I love many things about summer: reading by the pool, eating summer produce, sleeping in, and taking time for me. But at the top of my list is personal learning. Summer grants us time to read professional development books, collaborate on-line and in real time, and attend professional development conferences and workshops.
People frequently ask me why do I "waste (their word, not mine!) my summer with school stuff?"
My answer is simple. First of all I do not consider it a waste. I do it because I am a learner, and I want to improve my teaching and my students' learning. Over these next fews weeks, I hope to share some of my learning with all of you.
I taught 4th and 5th grade for seven years before I became a middle school teacher.
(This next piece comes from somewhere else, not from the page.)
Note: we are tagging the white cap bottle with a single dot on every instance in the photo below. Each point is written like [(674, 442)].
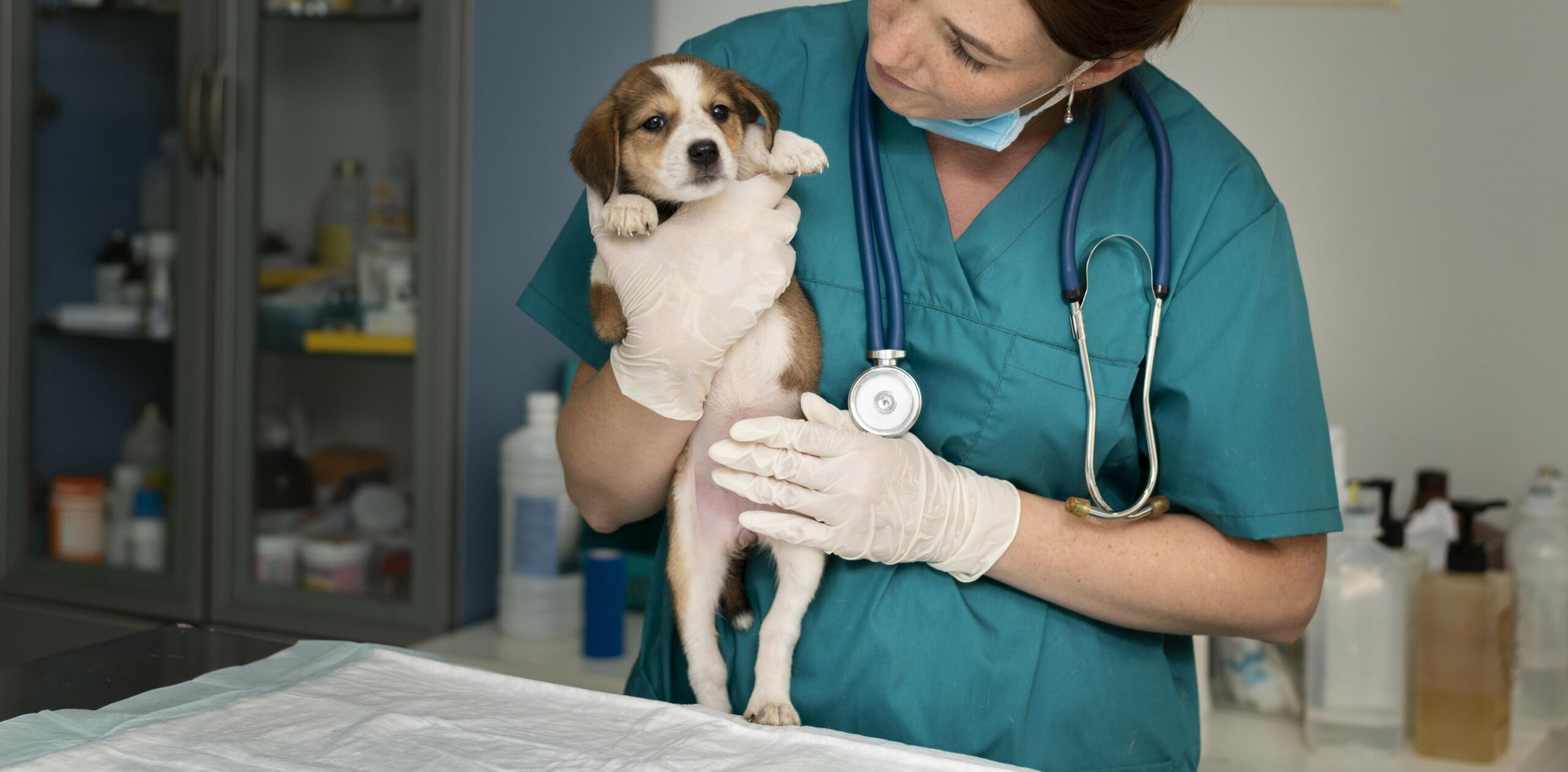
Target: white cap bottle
[(541, 584), (1537, 551), (1355, 645)]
As an elementary teacher I created learning stations or choices which I preferred to call them. A part of me misses this type of learning because it was so easy to differentiate and keep students engaged.
Here's how it works!
- Select a text. We read an article, but this strategy could easily be used with a poem, an image, or even a video.
- Prepare an essential question which could encourage deep discussion.
- Have students read and annotate the text. If you use a video or image, notes could be taken.
- Divide into groups and have groups discuss the text and the essential question. During the discussion students record good discussion points from others.
- After 2-3 minutes, rotate 1-2 students into another group. The number of rotations and students who rotate will depend on the class size.
- Continue discussion for several "conver-stations" and then come back as a whole group to share out.
- Gets kids moving. Many students find it difficult to sit still and stay engaged. This allows students to get up and move around.
- Facilitates deep discussion. I found when doing this activity, the first question asked was what did you talk about in your other group? These stations allow the discussion to go in different directions and give different perspectives, one that the group may not have thought of.
- Creates a culture of learning. Every student is involved in the discussion, unlike what you may have in a whole group discussion. Having the students record discussion points from others, gives introverted students more confidence to share with others. It helps them to contribute to the conversation.